BPC na Escola: SEMCASPI reforça equipe para identificar barreiras que afastam crianças e adolescentes com deficiência das salas de aula | Foto: Ascom/SEMCASPI

A Prefeitura de Teresina, por meio da Secretaria Municipal de Cidadania, Assistência Social e Políticas Integradas (SEMCASPI), iniciou novas contratações para fortalecer a aplicação dos questionários do programa BPC na Escola, uma iniciativa do Governo Federal realizada em parceria com os municípios. O objetivo é entender os motivos que têm levado crianças e adolescentes com deficiência a deixarem a escola ou enfrentarem dificuldades para permanecer no ambiente escolar.

Ao todo, 30 profissionais foram aprovados no processo seletivo realizado pela secretaria. Neste primeiro momento, 15 já estão sendo convocados para atuar diretamente na aplicação dos questionários do programa em Teresina.

Atualmente, Teresina possui 5.048 questionários referentes a crianças e adolescentes, de 0 a 18 anos, que recebem o Benefício de Prestação Continuada (BPC) e que, em algum momento, interromperam os estudos ou estão fora da escola.

De acordo com a assistente social e técnica de apoio à Gerência de Proteção Social Básica (GPSB), Guadalupe Veloso, o trabalho vai além da coleta de informações. “O objetivo é realmente conhecer as barreiras que impedem esse público de permanecer ou até mesmo de ser inserido na escola. A partir disso, as famílias passam a ser acompanhadas e os dados ajudam na construção de políticas públicas mais efetivas”, destacou.

O secretário executivo do SUAS, Douglas Cipriano, ressaltou que o reforço das equipes demonstra o compromisso da gestão municipal em ampliar o acompanhamento das famílias e garantir mais efetividade nas políticas públicas voltadas às pessoas com deficiência. “Essas contratações fortalecem o trabalho da assistência social e garantem que possamos chegar a mais famílias, entender suas necessidades e atuar de forma mais próxima e humanizada.

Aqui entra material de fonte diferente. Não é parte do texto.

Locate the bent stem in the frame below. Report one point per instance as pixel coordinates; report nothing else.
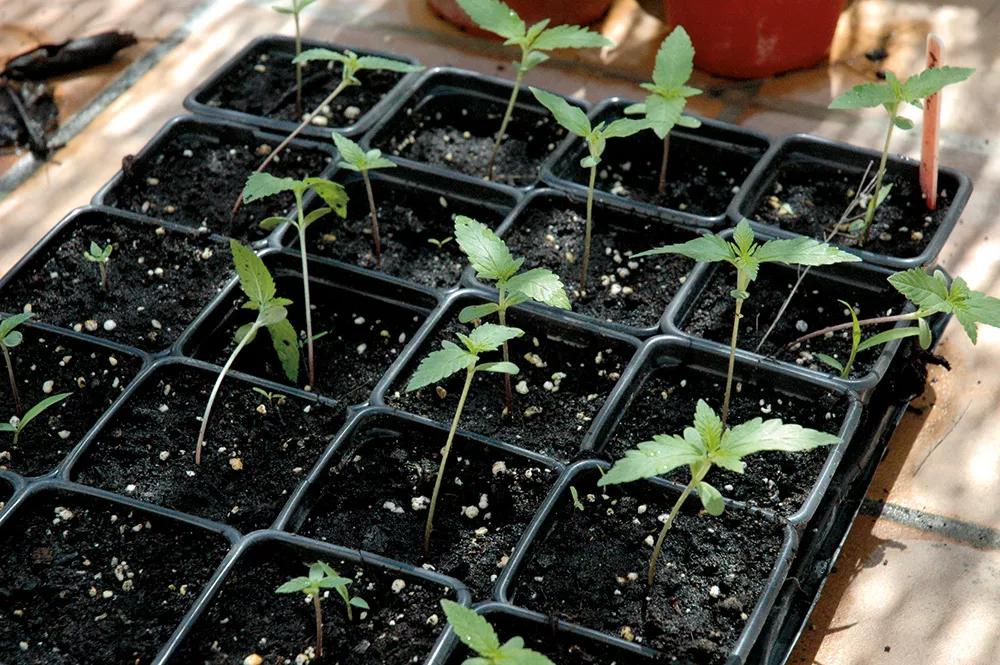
(470, 372)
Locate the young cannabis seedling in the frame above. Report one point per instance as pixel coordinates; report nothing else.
(493, 262)
(258, 286)
(746, 255)
(353, 158)
(576, 122)
(452, 358)
(498, 18)
(668, 93)
(262, 185)
(16, 425)
(891, 94)
(322, 576)
(475, 632)
(100, 256)
(709, 442)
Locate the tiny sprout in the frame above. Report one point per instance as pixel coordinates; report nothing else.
(500, 19)
(17, 425)
(475, 632)
(451, 358)
(322, 576)
(709, 442)
(99, 256)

É um compromisso da gestão fortalecer as equipes e assegurar que esse público tenha acesso aos seus direitos”, afirmou.

A iniciativa funciona em duas etapas: primeiro, é realizada a aplicação dos questionários junto às famílias; em seguida, os casos identificados passam por acompanhamento social, buscando fortalecer o retorno e a permanência dessas crianças e adolescentes na escola.

Além da questão educacional, o programa também permite compreender a realidade social das famílias atendidas, identificando situações de vulnerabilidade que precisam de atenção do poder público. A proposta é integrar diferentes áreas, como assistência social, educação e saúde, para garantir mais inclusão e acesso a direitos.